E. Manfaat Penelitian Manfaat yang diharapkan dapat tercapai dari penelitian ini diantaranya adalah sebagai berikut: 1. Hasil penelitian ini diharapkan dapat berguna sebagai bahan informasi, acuan dan masukan bagi pemerintah daerah Sragen dalam rangka pelaksanaan otonomi daerah. 2. Bagi Masyarakat umum yaitu untuk mengetahui kinerja keuangan pemerintah daerah kabupaten Sragen dan berperan aktif dengan ikut serta mengawasi kinerja pemerintah daerah sebagai perwujudan otonomi daerah yang demokratis. 3. Sebagai bahan referensi bagi penelitian selanjutnya. F. Sistematika Penulisan Skripsi Sistematika penulisan ini dimaksudkan untuk memberikan gambaran penelitian yang jelas dan sistematis sebagai berikut: BAB I PENDAHULUAN Pada bab ini akan diuraikan tentang latar belakang masalah, perumusan masalah, pembatasan masalah, tujuan penelitian, manfaat penelitian, dan sistematika penulisan skripsi.
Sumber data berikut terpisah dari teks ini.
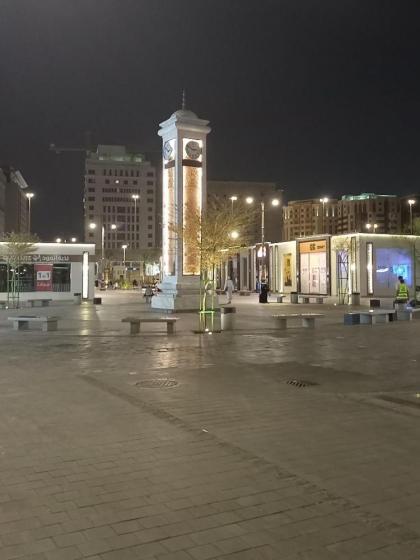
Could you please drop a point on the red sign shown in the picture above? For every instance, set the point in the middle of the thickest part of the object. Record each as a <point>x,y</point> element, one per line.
<point>43,277</point>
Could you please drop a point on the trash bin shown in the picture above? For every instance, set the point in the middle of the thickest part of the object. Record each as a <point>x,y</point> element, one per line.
<point>228,315</point>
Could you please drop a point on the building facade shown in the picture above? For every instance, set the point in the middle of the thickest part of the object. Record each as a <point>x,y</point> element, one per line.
<point>53,271</point>
<point>259,192</point>
<point>119,202</point>
<point>367,212</point>
<point>309,217</point>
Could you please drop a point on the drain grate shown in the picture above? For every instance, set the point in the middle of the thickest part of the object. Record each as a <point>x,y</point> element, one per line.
<point>157,383</point>
<point>301,383</point>
<point>397,400</point>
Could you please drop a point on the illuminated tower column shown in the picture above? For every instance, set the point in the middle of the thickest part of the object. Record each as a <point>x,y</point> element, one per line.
<point>184,197</point>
BAB II TINJAUAN PUSTAKA Bab ini mengurai pembahasan tentang otonomi daerah, kemandirian daerah, keuangan daerah dan tinjauan penelitian sebelumnya. BAB III METODE PENELITIAN Bab ini mengurai tentang jenis penelitian, obyek penelitian, data dan sumber data, metode pengumpulan data, dan metode analisis data. BAB IV ANALISIS DATA DAN PEMBAHASAAN Pada bab ini mengemukakan tentang gambaran penerapan Otonomi Daerah dan hasil analisis data serta pembahasannya. BAB V PENUTUP Bab ini berisi tentang kesimpulan hasil analisis data dan pembahasannya serta saran-saran yang dapat diberikan kepada pemerintah daerah kabupaten Sragen.